No, but, leaving the late 20th century crap out of the argument, from time to time there are pieces that fit the Mass of the Day better than anything else that are not Catholic in origin. I.e., ANYTHING by Felix Mendelssohn who wrote a beautiful oratorio called "St. Paul" that has more than one movement that's in the standard repertoire. There's other pieces of his, including Hark, the Herald Angels Sing that work just fine and not many people complain about them. Most of them are done as anthems, or special pieces, not hymn singing. Doing without the spirituals and that sort of thing is probably not going to hurt anything.
If the goal here is pure, Catholic chant, it's going to be a bit of an uphill battle unless the parishes are willing to spend the money on musicians who know what they're doing. It's not as easy as it looks and after singing other genres accompanied, learning to connect the line and maintain pitch a cappella ain't easy. It takes a while to make it sound inspirational and there are choirs that can wreck chant. I heard it earlier this year and it was bad enough that there was banning involved.

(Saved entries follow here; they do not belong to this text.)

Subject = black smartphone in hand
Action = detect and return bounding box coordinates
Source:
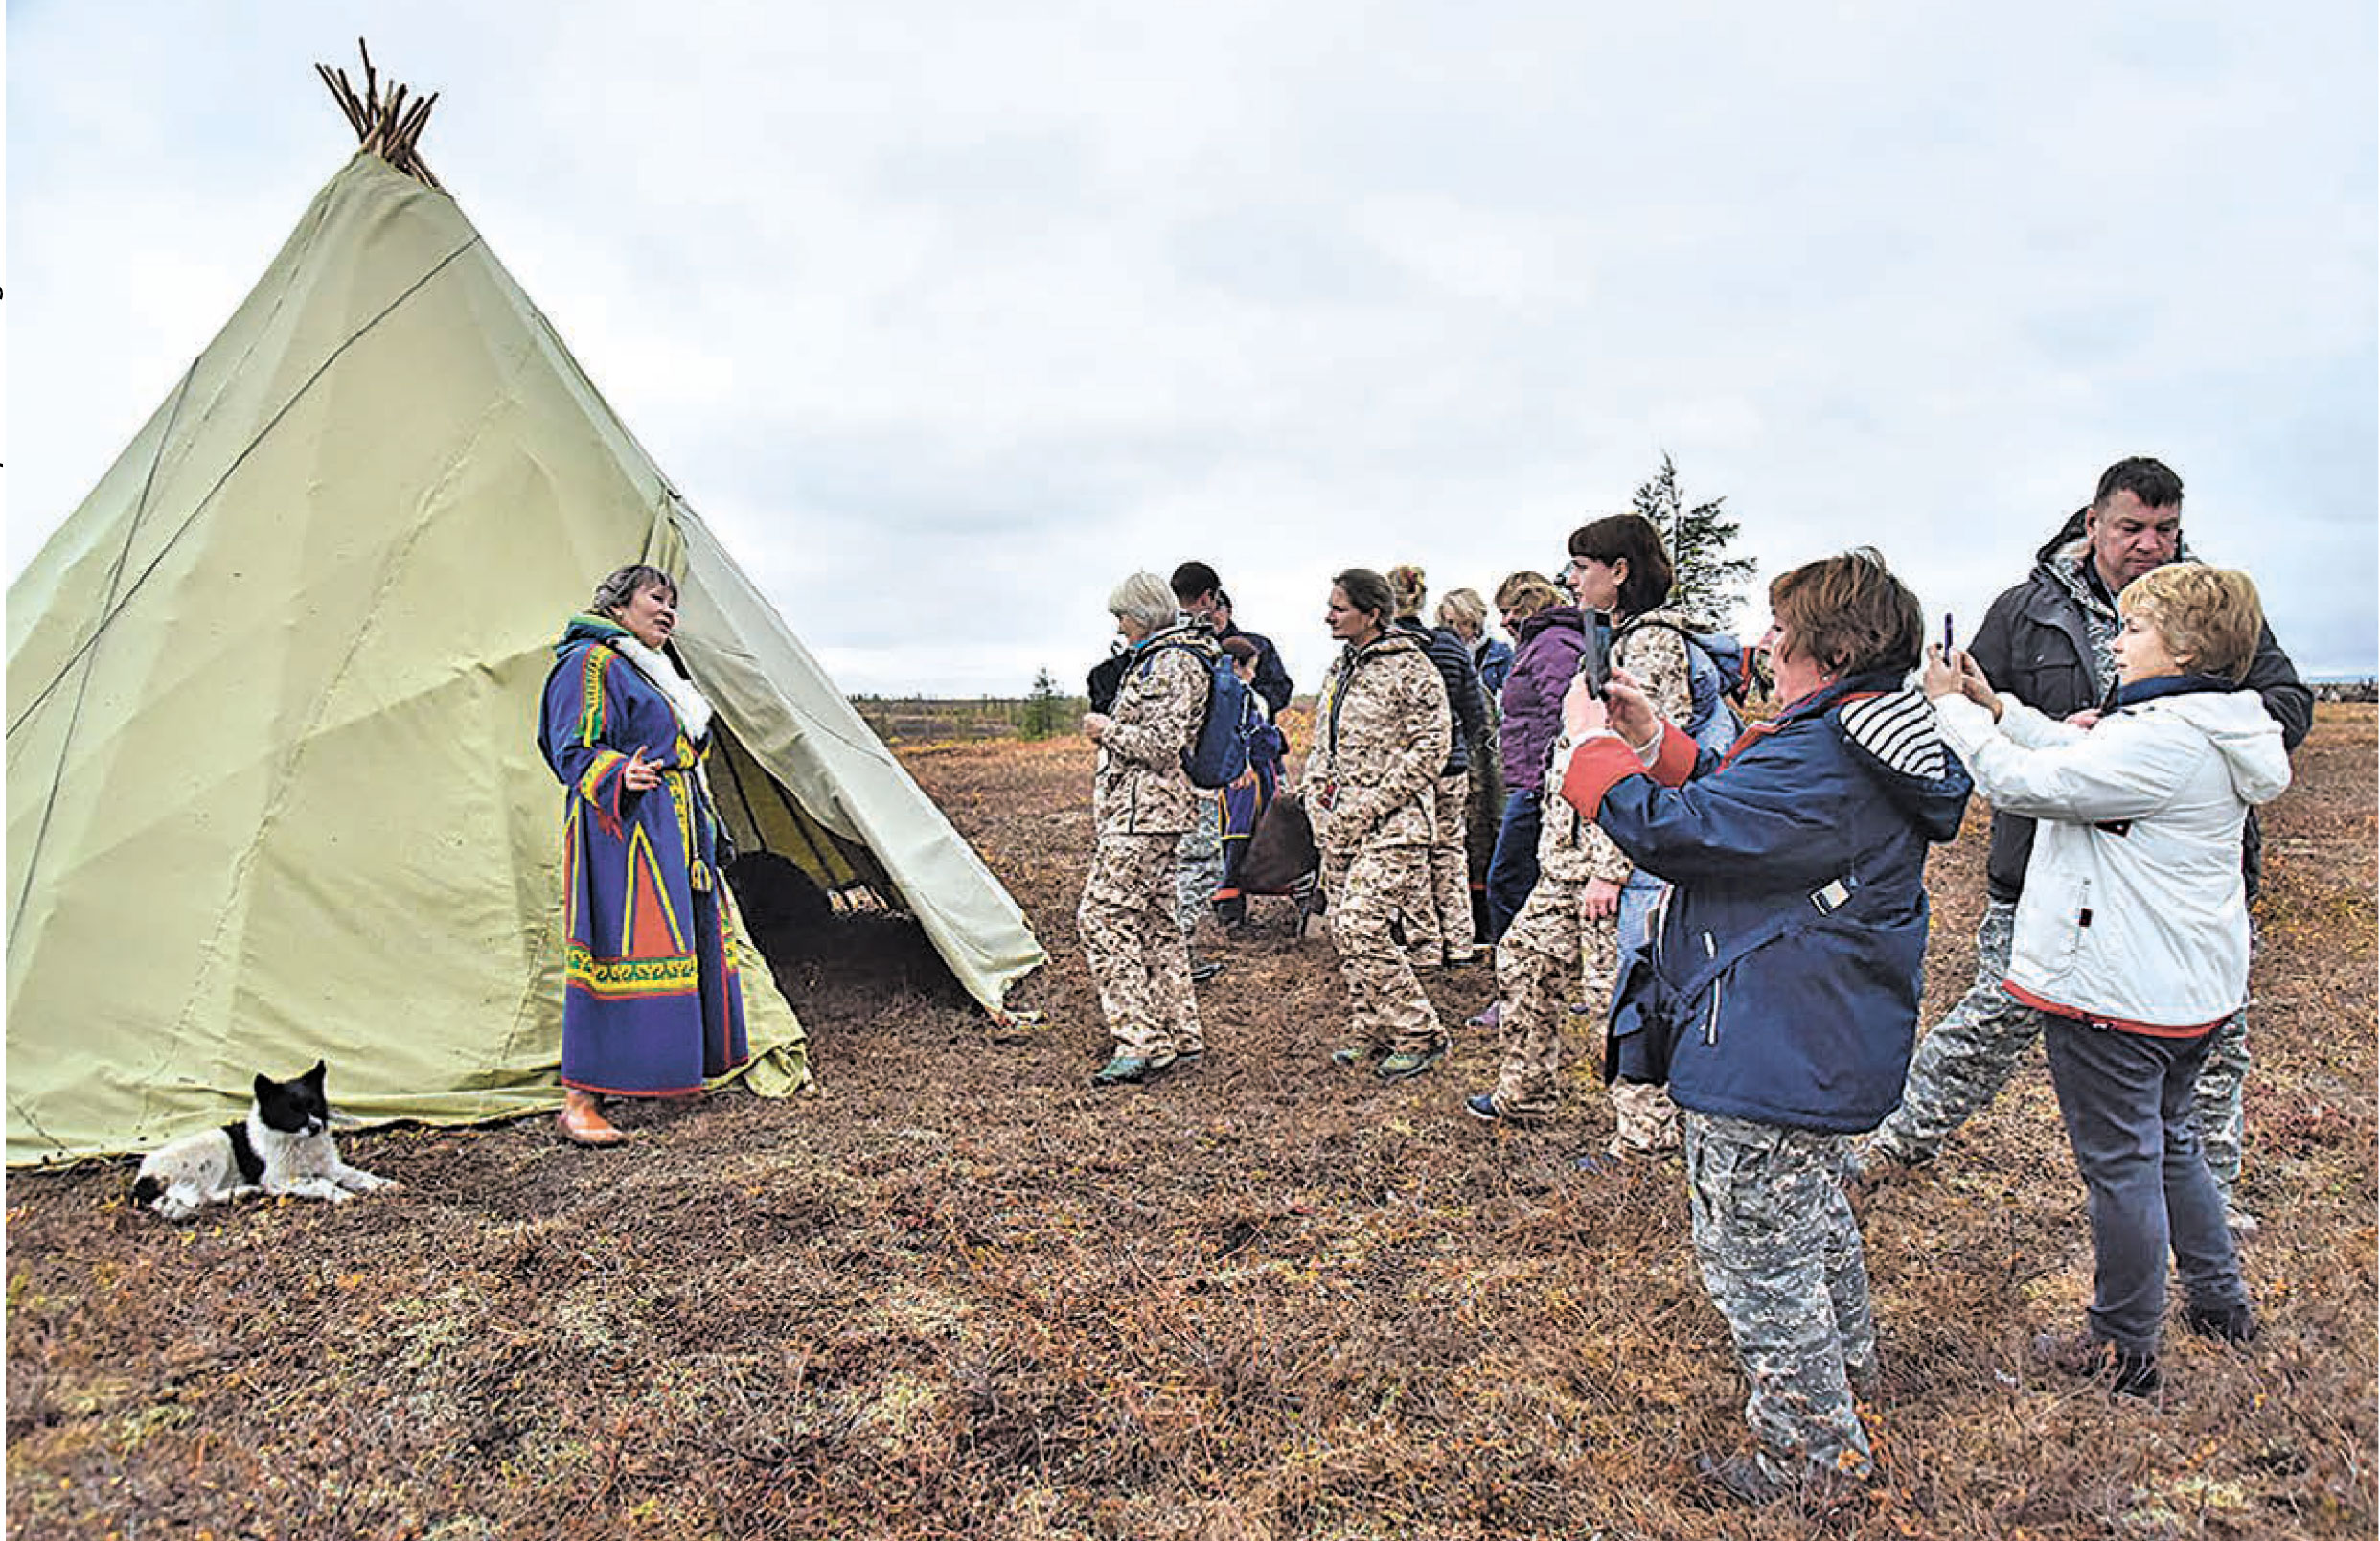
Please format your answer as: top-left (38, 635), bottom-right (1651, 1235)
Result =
top-left (1578, 614), bottom-right (1610, 698)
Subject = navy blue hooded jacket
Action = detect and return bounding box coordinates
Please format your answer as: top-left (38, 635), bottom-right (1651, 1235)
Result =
top-left (1562, 673), bottom-right (1973, 1133)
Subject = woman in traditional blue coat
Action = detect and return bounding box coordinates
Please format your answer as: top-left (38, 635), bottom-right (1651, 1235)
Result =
top-left (538, 564), bottom-right (748, 1145)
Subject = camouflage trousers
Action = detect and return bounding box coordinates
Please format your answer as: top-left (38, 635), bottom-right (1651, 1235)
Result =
top-left (1868, 899), bottom-right (2251, 1203)
top-left (1322, 840), bottom-right (1447, 1057)
top-left (1487, 877), bottom-right (1679, 1147)
top-left (1487, 873), bottom-right (1617, 1119)
top-left (1175, 801), bottom-right (1226, 936)
top-left (1415, 771), bottom-right (1476, 962)
top-left (1082, 832), bottom-right (1203, 1058)
top-left (1685, 1111), bottom-right (1876, 1484)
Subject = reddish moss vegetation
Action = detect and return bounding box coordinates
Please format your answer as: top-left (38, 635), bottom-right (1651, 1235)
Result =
top-left (9, 710), bottom-right (2373, 1539)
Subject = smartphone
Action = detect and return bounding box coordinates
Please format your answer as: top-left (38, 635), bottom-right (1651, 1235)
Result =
top-left (1578, 613), bottom-right (1610, 698)
top-left (1941, 613), bottom-right (1955, 655)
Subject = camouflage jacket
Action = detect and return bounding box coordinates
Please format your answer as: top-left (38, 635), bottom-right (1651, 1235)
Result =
top-left (1307, 629), bottom-right (1451, 853)
top-left (1092, 623), bottom-right (1215, 836)
top-left (1538, 610), bottom-right (1697, 883)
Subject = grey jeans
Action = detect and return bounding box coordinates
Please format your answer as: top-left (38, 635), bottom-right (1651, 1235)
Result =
top-left (2042, 1019), bottom-right (2248, 1354)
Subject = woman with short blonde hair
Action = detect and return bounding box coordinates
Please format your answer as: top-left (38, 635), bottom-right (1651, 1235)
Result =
top-left (1107, 571), bottom-right (1181, 636)
top-left (1924, 564), bottom-right (2286, 1396)
top-left (1077, 573), bottom-right (1218, 1086)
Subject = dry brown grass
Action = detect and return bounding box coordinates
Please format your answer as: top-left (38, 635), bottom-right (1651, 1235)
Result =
top-left (8, 708), bottom-right (2372, 1540)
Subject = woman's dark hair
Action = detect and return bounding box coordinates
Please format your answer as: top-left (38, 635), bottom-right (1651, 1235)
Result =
top-left (1567, 514), bottom-right (1675, 616)
top-left (1332, 568), bottom-right (1395, 630)
top-left (591, 564), bottom-right (677, 616)
top-left (1768, 548), bottom-right (1922, 678)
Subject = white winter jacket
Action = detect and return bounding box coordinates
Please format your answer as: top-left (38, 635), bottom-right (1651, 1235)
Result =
top-left (1932, 685), bottom-right (2291, 1032)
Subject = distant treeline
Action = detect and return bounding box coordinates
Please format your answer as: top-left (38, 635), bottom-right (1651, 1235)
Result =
top-left (849, 692), bottom-right (1091, 745)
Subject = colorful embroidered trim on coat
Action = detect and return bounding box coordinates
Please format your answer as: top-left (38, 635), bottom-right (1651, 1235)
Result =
top-left (576, 644), bottom-right (615, 744)
top-left (564, 943), bottom-right (701, 998)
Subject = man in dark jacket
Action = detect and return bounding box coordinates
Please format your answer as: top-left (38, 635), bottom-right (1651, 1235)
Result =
top-left (1863, 458), bottom-right (2313, 1234)
top-left (1208, 588), bottom-right (1293, 717)
top-left (1171, 564), bottom-right (1296, 934)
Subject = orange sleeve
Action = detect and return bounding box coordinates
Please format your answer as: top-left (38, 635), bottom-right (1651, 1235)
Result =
top-left (1558, 735), bottom-right (1646, 822)
top-left (1646, 723), bottom-right (1698, 787)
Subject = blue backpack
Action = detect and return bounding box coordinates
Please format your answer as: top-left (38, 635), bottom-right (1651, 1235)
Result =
top-left (1140, 637), bottom-right (1249, 790)
top-left (1621, 618), bottom-right (1747, 761)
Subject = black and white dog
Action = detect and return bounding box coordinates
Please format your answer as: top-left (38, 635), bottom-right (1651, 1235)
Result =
top-left (130, 1061), bottom-right (396, 1221)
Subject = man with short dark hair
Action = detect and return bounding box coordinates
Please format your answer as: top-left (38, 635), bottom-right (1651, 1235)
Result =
top-left (1863, 458), bottom-right (2312, 1233)
top-left (1207, 588), bottom-right (1293, 717)
top-left (1164, 562), bottom-right (1282, 972)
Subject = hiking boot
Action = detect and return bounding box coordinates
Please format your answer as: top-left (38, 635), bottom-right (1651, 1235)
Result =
top-left (2184, 1302), bottom-right (2260, 1346)
top-left (1090, 1050), bottom-right (1179, 1087)
top-left (2032, 1329), bottom-right (2160, 1399)
top-left (1377, 1045), bottom-right (1448, 1082)
top-left (1464, 1001), bottom-right (1503, 1030)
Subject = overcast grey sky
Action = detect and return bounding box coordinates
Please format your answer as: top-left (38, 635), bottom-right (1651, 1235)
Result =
top-left (11, 3), bottom-right (2376, 693)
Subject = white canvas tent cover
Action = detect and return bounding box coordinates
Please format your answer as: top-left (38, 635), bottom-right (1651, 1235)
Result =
top-left (7, 153), bottom-right (1045, 1167)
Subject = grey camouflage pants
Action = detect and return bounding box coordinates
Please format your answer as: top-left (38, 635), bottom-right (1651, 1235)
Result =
top-left (1869, 898), bottom-right (2251, 1203)
top-left (1175, 802), bottom-right (1226, 935)
top-left (1685, 1112), bottom-right (1875, 1484)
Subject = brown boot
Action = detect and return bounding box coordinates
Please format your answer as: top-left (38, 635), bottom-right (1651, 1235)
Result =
top-left (558, 1090), bottom-right (628, 1146)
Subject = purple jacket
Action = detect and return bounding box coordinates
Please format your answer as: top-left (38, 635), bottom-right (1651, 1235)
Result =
top-left (1498, 605), bottom-right (1589, 794)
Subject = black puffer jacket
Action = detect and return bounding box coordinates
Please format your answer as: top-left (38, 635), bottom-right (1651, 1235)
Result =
top-left (1393, 617), bottom-right (1488, 778)
top-left (1966, 514), bottom-right (2312, 901)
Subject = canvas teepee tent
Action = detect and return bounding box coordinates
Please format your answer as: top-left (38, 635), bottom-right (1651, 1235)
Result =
top-left (6, 53), bottom-right (1046, 1167)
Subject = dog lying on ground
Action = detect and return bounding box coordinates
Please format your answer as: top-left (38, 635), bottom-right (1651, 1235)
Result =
top-left (130, 1061), bottom-right (396, 1221)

Beware of idealizing this. It's a lot of work and it's going to take the bishops' taste to change before it all gets worked out.
As a bonus, include that insipid hymn that re-uses the theme from the 4th Movement of Beethoven's 9th Symphony (Joyful, joyful, or some such title). Why somebody would use a melody written to support a poem by Schiller as the basis for a "spiritual" song is beyond me. (And, yes, I dearly love the symphony, but within a Catholic Church? Really?????) -- read up on Schiller a little bit and my objection may not seem so ridiculous.
Plus there are people like myself, who grew up under the shadow of VC2, and even in the music ministry that I am in, the minister that has just retired and the one coming in, did very mininmal Latin-related chants at best.